Higher order taxa
Bacteria; Bacteroidetes; Bacteroidetes; Bacteroidales; Bacteroidaceae; Bacteroides
Bacteroides fluxus is a newly recognized bacterium that is part of the diverse human gastrointestinal microbiome, and the GI microbiome of some other mammalians. The strain of B. fluxus that was isolated from human feces is known as YIT 12057. The short lived life span of this bacterium during observation led to the nomenclature of B. fluxus.
Description and significance
Bacteroides fluxus is an obligately anaerobic, gram stain negative cell that is non-motile, non-spore forming, and rod shaped, measuring 1.0 – 1.4 μm wide and 1.0 – 2.5 μm long.
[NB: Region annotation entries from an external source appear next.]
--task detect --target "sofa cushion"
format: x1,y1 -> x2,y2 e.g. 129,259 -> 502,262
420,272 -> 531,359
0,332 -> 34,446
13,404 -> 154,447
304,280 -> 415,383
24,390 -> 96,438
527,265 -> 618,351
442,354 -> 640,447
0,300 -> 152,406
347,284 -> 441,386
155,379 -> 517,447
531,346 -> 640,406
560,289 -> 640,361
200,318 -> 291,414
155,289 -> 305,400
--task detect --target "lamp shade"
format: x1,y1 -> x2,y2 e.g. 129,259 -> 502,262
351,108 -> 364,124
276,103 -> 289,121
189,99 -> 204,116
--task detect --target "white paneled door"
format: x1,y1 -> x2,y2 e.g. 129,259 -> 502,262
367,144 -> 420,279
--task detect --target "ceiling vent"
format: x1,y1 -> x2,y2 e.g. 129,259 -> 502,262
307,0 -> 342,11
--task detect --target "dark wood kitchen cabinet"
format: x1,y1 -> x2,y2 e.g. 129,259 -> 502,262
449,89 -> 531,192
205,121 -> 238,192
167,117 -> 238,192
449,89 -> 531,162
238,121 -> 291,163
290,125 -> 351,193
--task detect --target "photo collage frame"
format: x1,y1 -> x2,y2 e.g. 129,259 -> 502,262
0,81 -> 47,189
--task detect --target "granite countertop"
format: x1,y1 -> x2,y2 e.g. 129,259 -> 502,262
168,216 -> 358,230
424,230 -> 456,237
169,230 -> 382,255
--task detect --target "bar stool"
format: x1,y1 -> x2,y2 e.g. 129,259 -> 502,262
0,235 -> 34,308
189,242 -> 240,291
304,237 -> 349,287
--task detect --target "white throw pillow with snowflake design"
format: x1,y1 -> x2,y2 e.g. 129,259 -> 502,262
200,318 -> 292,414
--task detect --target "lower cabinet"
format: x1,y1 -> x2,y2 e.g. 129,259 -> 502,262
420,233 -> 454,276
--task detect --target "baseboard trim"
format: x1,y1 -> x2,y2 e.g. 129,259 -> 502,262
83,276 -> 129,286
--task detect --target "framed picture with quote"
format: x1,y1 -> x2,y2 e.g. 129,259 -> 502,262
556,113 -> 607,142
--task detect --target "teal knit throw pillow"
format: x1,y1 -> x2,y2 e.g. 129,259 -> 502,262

The major fatty acids that make up B. fluxus are anteiso-C15: 0, summed feature 11 (comprising iso-C17: 0 3-OH and/or C18: 2 dimethylacetal), C18: 1ω9c and iso-C15: 0 and the primary respiratory quinones are Mk-10 and Mk-11. The guanine-cytosine content is 45.2 mol%. The 16s rRNA gene sequence of B. fluxus is a 95.0% match to B. uniformis. B. fluxus incubated on GAM agar appear as opaque, whitish gray, circular and domed colonies with butter like texture and a shiny sheen. The identification and 16s rRNA gene sequencing led to the identification of B. fluxus clones in other fecal samples that were uncultured. The frequency in which B. fluxus appears in other fecal samples is indicative that B. fluxus is a common organism found in the GI tract.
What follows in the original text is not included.